Lillehei Heart Institute, Department of Medicine, University of Minnesota, 4-128 CCRB, 2231 6th Street SE, Minneapolis, MN 55455, USA; Department of Genetic, Cell Biology, and Development, University of Minnesota, Minneapolis, MN, USA.
Lillehei Heart Institute, Department of Medicine, University of Minnesota, 4-128 CCRB, 2231 6th Street SE, Minneapolis, MN 55455, USA.
Stem Cell Reports. 2021 Jan 12;16(1):10-19. doi: 10.1016/j.stemcr.2020.11.001. Epub 2020 Dec 3.
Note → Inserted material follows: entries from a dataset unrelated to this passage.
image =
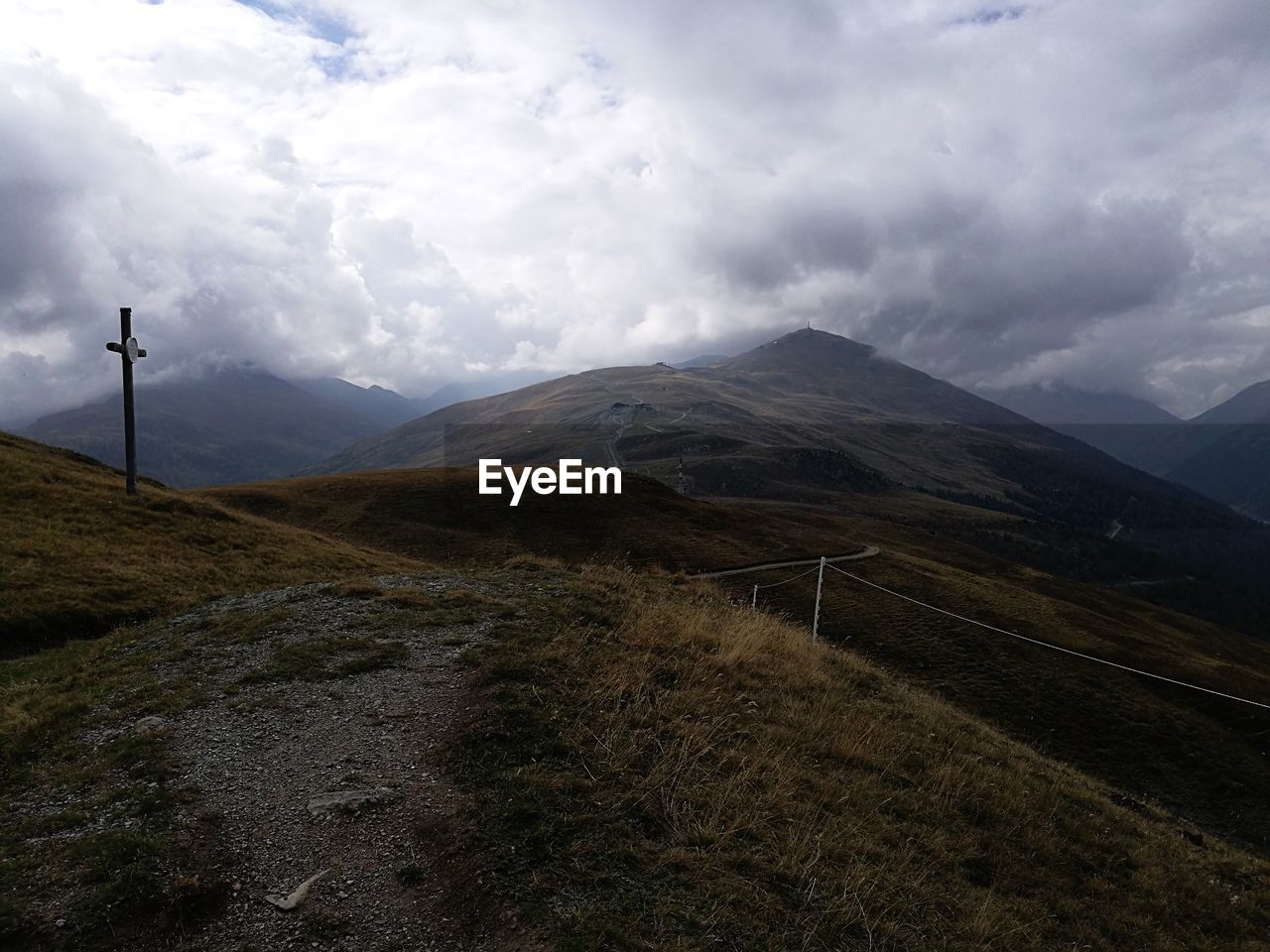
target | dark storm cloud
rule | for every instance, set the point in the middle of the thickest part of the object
(997, 193)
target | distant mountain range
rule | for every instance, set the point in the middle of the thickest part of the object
(815, 417)
(1061, 407)
(227, 426)
(1223, 453)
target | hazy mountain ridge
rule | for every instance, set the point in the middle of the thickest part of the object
(737, 422)
(229, 426)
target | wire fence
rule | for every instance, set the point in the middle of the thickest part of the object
(825, 563)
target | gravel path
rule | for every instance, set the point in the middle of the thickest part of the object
(326, 763)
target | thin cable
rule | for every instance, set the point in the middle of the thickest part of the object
(1056, 648)
(793, 578)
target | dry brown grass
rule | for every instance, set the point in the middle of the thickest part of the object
(77, 556)
(681, 774)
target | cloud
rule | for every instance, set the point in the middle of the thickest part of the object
(996, 193)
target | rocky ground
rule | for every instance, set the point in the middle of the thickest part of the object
(318, 796)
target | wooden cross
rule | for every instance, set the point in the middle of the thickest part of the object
(131, 353)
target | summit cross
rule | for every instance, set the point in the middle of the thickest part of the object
(130, 353)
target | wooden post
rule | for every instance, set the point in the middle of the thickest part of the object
(128, 350)
(816, 617)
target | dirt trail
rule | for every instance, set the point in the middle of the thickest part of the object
(318, 749)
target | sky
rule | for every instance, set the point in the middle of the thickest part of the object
(412, 191)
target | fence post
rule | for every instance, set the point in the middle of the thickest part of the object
(816, 617)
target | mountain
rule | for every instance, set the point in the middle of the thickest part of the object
(521, 753)
(1250, 405)
(385, 408)
(227, 426)
(817, 417)
(457, 391)
(1228, 456)
(699, 361)
(1060, 407)
(1223, 453)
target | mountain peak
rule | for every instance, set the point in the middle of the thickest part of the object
(804, 349)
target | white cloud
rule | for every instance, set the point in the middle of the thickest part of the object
(405, 193)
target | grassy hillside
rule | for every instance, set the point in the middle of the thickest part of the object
(679, 774)
(77, 556)
(439, 515)
(640, 763)
(1205, 760)
(227, 426)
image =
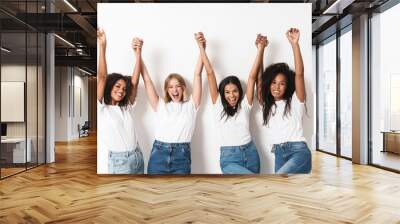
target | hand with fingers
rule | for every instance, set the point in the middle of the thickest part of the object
(261, 41)
(137, 44)
(293, 35)
(101, 38)
(200, 39)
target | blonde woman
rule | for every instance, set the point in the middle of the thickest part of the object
(176, 117)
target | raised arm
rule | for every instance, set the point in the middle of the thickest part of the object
(259, 80)
(137, 48)
(197, 87)
(150, 89)
(102, 67)
(261, 43)
(212, 82)
(293, 36)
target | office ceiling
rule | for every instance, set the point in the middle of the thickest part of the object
(76, 20)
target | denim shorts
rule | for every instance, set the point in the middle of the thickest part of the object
(292, 157)
(129, 162)
(169, 158)
(242, 159)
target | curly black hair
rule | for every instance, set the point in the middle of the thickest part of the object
(110, 82)
(266, 80)
(228, 110)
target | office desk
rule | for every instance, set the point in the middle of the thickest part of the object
(13, 150)
(391, 141)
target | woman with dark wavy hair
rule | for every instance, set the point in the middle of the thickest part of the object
(116, 99)
(232, 111)
(282, 96)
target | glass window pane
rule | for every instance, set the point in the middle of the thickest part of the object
(385, 84)
(327, 97)
(13, 87)
(346, 94)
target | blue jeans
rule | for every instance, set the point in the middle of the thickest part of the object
(242, 159)
(292, 157)
(169, 158)
(129, 162)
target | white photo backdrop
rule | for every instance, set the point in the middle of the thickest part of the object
(169, 47)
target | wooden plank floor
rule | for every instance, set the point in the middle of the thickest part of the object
(70, 191)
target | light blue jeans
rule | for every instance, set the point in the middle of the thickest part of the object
(292, 158)
(129, 162)
(241, 159)
(169, 158)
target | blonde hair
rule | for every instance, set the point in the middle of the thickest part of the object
(181, 81)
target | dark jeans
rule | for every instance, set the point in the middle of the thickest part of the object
(242, 159)
(292, 157)
(169, 158)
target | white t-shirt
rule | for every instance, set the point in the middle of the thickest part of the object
(235, 130)
(175, 122)
(286, 128)
(116, 130)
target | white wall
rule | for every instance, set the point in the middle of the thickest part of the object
(68, 81)
(169, 46)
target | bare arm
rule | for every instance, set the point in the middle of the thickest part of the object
(212, 82)
(150, 89)
(197, 84)
(102, 67)
(259, 80)
(293, 36)
(137, 47)
(261, 43)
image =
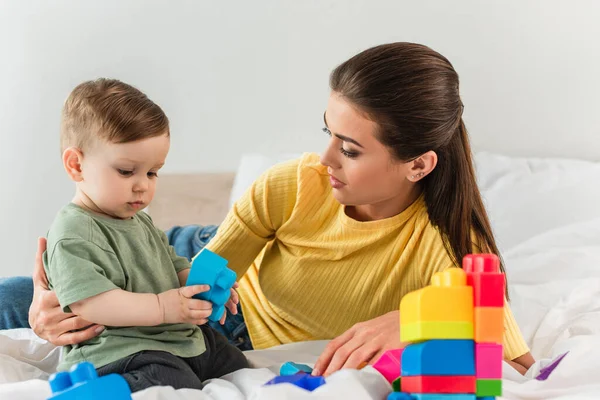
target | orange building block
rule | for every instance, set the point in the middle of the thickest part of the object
(489, 324)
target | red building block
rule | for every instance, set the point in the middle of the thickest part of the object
(438, 384)
(488, 361)
(483, 274)
(389, 363)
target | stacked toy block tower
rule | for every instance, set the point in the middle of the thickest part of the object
(455, 329)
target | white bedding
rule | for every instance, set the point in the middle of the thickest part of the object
(546, 216)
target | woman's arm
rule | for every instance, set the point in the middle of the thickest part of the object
(47, 318)
(256, 216)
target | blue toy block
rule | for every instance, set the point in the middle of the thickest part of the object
(439, 396)
(302, 380)
(291, 368)
(440, 358)
(211, 269)
(82, 383)
(399, 396)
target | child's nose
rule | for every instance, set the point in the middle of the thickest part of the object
(141, 185)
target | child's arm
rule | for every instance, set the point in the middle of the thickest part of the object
(121, 308)
(182, 275)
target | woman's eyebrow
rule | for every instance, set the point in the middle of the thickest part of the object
(340, 136)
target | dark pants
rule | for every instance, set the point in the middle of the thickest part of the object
(158, 368)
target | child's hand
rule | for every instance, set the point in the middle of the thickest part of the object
(232, 303)
(178, 306)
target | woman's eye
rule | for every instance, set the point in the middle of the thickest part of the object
(349, 154)
(125, 172)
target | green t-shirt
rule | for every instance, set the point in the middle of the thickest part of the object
(89, 254)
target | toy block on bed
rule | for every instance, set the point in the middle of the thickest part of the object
(388, 364)
(292, 368)
(82, 382)
(439, 357)
(454, 330)
(443, 310)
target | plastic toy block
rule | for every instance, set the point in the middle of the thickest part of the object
(438, 384)
(439, 357)
(302, 380)
(399, 396)
(448, 298)
(397, 384)
(437, 396)
(481, 263)
(388, 364)
(211, 269)
(291, 368)
(488, 361)
(483, 274)
(489, 324)
(489, 387)
(429, 330)
(82, 382)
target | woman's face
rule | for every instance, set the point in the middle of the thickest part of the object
(362, 171)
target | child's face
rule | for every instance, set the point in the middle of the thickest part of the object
(119, 179)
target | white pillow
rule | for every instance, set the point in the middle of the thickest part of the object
(524, 196)
(250, 168)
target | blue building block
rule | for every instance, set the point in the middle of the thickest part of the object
(291, 368)
(439, 357)
(211, 269)
(438, 396)
(302, 380)
(399, 396)
(82, 383)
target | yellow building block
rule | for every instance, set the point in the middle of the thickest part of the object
(428, 330)
(489, 324)
(447, 299)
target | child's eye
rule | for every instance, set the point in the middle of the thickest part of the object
(125, 172)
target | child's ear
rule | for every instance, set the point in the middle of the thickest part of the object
(72, 159)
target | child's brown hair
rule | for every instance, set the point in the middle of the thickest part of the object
(111, 110)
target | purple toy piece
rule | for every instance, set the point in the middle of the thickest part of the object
(547, 370)
(302, 380)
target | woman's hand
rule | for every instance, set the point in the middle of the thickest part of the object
(365, 342)
(46, 317)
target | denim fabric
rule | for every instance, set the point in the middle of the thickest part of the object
(15, 298)
(187, 242)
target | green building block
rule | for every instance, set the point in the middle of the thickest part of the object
(488, 387)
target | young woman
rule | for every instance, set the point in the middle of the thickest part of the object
(326, 247)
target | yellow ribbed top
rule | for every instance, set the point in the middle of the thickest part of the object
(311, 272)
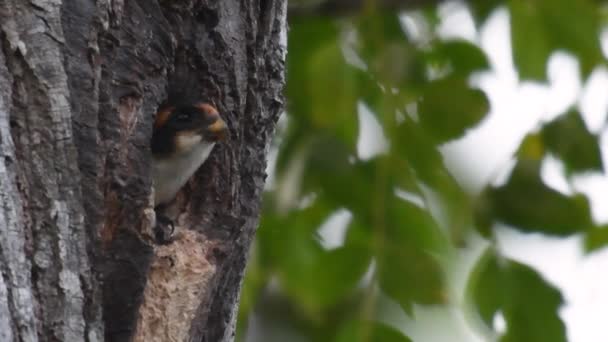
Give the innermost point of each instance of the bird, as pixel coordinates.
(183, 136)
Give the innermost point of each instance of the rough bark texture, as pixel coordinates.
(80, 81)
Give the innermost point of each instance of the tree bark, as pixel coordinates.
(80, 81)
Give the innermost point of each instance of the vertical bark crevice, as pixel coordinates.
(80, 82)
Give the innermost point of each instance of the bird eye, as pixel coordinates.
(183, 117)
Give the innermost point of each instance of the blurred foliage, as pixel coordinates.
(406, 215)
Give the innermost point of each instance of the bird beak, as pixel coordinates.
(218, 130)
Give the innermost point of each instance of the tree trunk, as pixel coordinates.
(80, 81)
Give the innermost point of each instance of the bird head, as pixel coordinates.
(178, 129)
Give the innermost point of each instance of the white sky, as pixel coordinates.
(518, 108)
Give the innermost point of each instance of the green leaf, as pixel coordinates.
(529, 205)
(596, 239)
(483, 8)
(333, 93)
(314, 277)
(409, 275)
(528, 303)
(460, 57)
(541, 27)
(384, 47)
(568, 138)
(367, 331)
(449, 107)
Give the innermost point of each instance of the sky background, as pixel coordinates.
(485, 156)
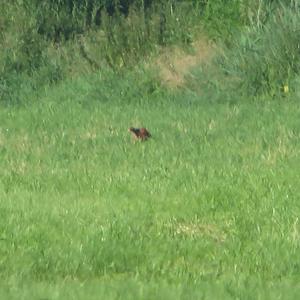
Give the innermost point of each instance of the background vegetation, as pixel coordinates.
(208, 208)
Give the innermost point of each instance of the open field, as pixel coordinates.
(207, 209)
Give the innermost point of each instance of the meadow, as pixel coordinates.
(208, 208)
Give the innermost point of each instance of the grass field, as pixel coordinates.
(207, 209)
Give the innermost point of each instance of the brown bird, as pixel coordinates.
(140, 133)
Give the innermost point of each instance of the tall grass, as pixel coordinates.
(261, 60)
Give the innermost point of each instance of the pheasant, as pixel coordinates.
(140, 133)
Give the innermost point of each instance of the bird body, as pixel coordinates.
(140, 133)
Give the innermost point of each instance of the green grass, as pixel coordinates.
(207, 209)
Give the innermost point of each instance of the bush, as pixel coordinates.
(266, 58)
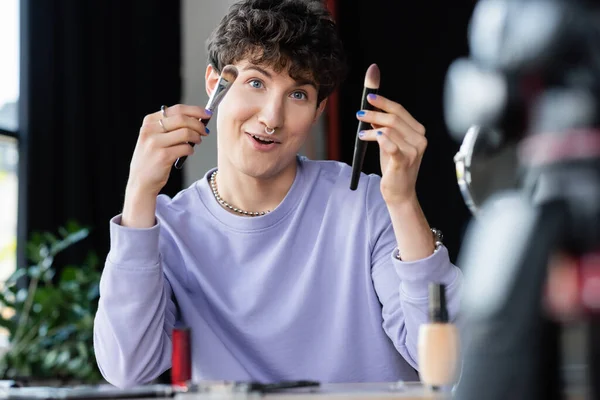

Inducible expression of PAX7 in differentiating pluripotent stem cells (PSCs) allows massively scalable generation of human myogenic progenitors, which upon transplantation into dystrophic muscles give rise to donor-derived myofibers and satellite cells. Therefore, PSC-derived PAX7 myogenic progenitors represent an attractive therapeutic approach to promote muscle regeneration. Work to date has used lentiviral vectors (LVs) that randomly integrate inducible PAX7 transgenes. Here, we investigated whether equivalent induction of the myogenic program could be achieved by targeting the PAX7 transgene into genomic safe harbor (GSH) sites. Across multiple PSC lines, we find that this approach consistently generates expandable myogenic progenitors in vitro, although scalability of expansion is moderately reduced compared with the LV approach. Importantly, transplantation of GSH-targeted myogenic progenitors produces robust engraftment, comparable with LV counterparts. These findings provide proof of concept for the use of GSH targeting as a potential alternative approach to generate therapeutic PSC-derived myogenic progenitors for clinical applications.
诱导多能干细胞 (PSCs) 中 PAX7 的表达可大规模生成人类肌源性祖细胞,这些祖细胞在移植到萎缩肌肉后,可产生供体来源的肌纤维和卫星细胞。因此,源自 PSC 的 PAX7 肌源性祖细胞代表了一种有吸引力的治疗方法,可促进肌肉再生。迄今为止的工作使用了随机整合诱导型 PAX7 转基因的慢病毒载体 (LVs)。在这里,我们研究了将 PAX7 转基因靶向基因组安全港 (GSH) 位点是否可以实现等效的肌生成程序诱导。在多个 PSC 系中,我们发现尽管与 LV 方法相比,扩展的可扩展性适度降低,但这种方法始终可在体外生成可扩展的肌源性祖细胞。重要的是,GSH 靶向肌源性祖细胞的移植可产生强大的植入,与 LV 相当。这些发现为使用 GSH 靶向作为生成治疗性 PSC 衍生肌源性祖细胞的潜在替代方法用于临床应用提供了概念验证。